A horrible burst of maniacal laughter followed the sound of heavy footfalls from the other side of the road. I spun and saw several dark forms charging toward me. Dressed entirely in black, they were hard to discern in the limited light, but I knew what they were. The stories were true.
They attacked from the side while another came straight at me down the highway on a battered black motorcycle, controlling the bike with one hand and swinging an enormous heavy chain in the air with the other. They looked like the crazies they were, their hair either shaved off or into Mohawks, faces littered with tattoos of odd symbols and smeared with war paint, mouths still wet with Dingo’s flesh and blood, and their eyes diseased, demented and wild.
I slid between the vehicles, out of the way of the oncoming motorcycle and the chain its driver was wielding, then leveled the shotgun and fired at the others charging me on foot, pumped, and fired again.
The marauder closest, a short but powerful-looking bald man leading the charge and screaming like a banshee, was blown backward off his feet as his midsection exploded in a burst of blood and tissue.
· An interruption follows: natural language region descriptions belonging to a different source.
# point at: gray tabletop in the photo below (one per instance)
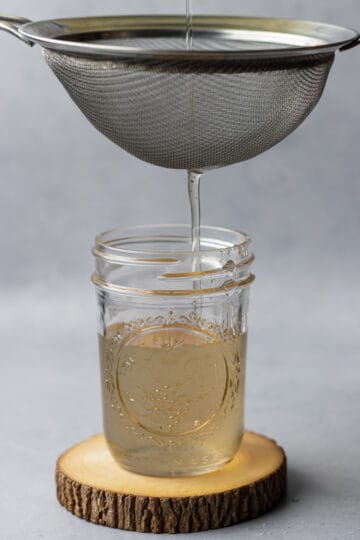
(62, 183)
(302, 389)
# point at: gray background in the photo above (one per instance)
(63, 183)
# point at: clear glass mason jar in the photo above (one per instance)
(172, 346)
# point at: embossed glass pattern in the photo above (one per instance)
(172, 347)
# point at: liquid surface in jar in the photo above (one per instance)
(173, 398)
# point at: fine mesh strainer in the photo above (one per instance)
(246, 84)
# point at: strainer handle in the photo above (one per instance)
(351, 45)
(12, 25)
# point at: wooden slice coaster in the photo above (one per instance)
(92, 486)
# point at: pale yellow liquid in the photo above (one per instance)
(173, 398)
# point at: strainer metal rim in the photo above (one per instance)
(311, 37)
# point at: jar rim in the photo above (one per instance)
(119, 244)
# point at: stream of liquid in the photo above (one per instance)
(194, 177)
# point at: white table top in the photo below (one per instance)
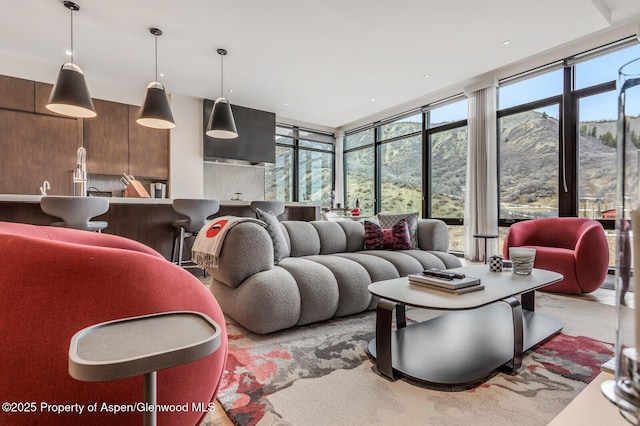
(497, 286)
(138, 345)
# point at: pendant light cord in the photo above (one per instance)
(222, 76)
(71, 11)
(156, 76)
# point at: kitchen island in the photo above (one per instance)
(147, 220)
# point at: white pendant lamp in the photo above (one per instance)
(155, 111)
(221, 123)
(70, 95)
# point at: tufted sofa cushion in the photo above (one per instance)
(326, 275)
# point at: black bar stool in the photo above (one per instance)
(197, 211)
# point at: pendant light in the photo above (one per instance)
(155, 111)
(221, 124)
(70, 95)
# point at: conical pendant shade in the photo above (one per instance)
(70, 95)
(155, 111)
(221, 123)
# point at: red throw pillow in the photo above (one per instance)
(396, 238)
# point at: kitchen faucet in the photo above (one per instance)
(80, 173)
(44, 187)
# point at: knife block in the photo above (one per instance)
(136, 190)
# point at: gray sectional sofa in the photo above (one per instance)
(326, 274)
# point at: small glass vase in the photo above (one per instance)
(624, 390)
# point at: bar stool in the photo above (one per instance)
(197, 211)
(76, 212)
(275, 207)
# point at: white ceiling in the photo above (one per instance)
(318, 62)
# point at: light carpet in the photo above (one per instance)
(321, 375)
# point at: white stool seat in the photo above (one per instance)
(76, 212)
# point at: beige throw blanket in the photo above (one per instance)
(208, 243)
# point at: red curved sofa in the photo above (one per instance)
(56, 281)
(574, 247)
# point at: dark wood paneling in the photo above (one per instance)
(17, 94)
(106, 139)
(148, 149)
(148, 223)
(35, 148)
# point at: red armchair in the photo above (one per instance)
(574, 247)
(56, 281)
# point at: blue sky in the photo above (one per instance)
(588, 73)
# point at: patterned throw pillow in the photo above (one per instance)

As he fell away, I dropped the now-empty shotgun and met the next in line with a swing of the machete. With a sickening sound, it struck him in the side of the neck, above the shoulder, but didn’t even slow him.
The hatchet in his hand swept past my face, barely missing me as I arched my back in an attempt to get out of the way. As I yanked the machete free, ribbons of blood flew into the air. I turned, gripping the machete with both hands, and swung it up and around, bringing the blade down across his arm and severing it at the elbow. The limb fell at our feet, the hand still clutching the ax, and while the man howled and staggered about in shock, glaring at the bloody, stringy stump that was now his arm, I dropped into a crouch and slammed the machete up into his gut. Standing, and again using both hands, I brought the blade with me, drawing it higher and up into his chest, tearing everything in its path as it went.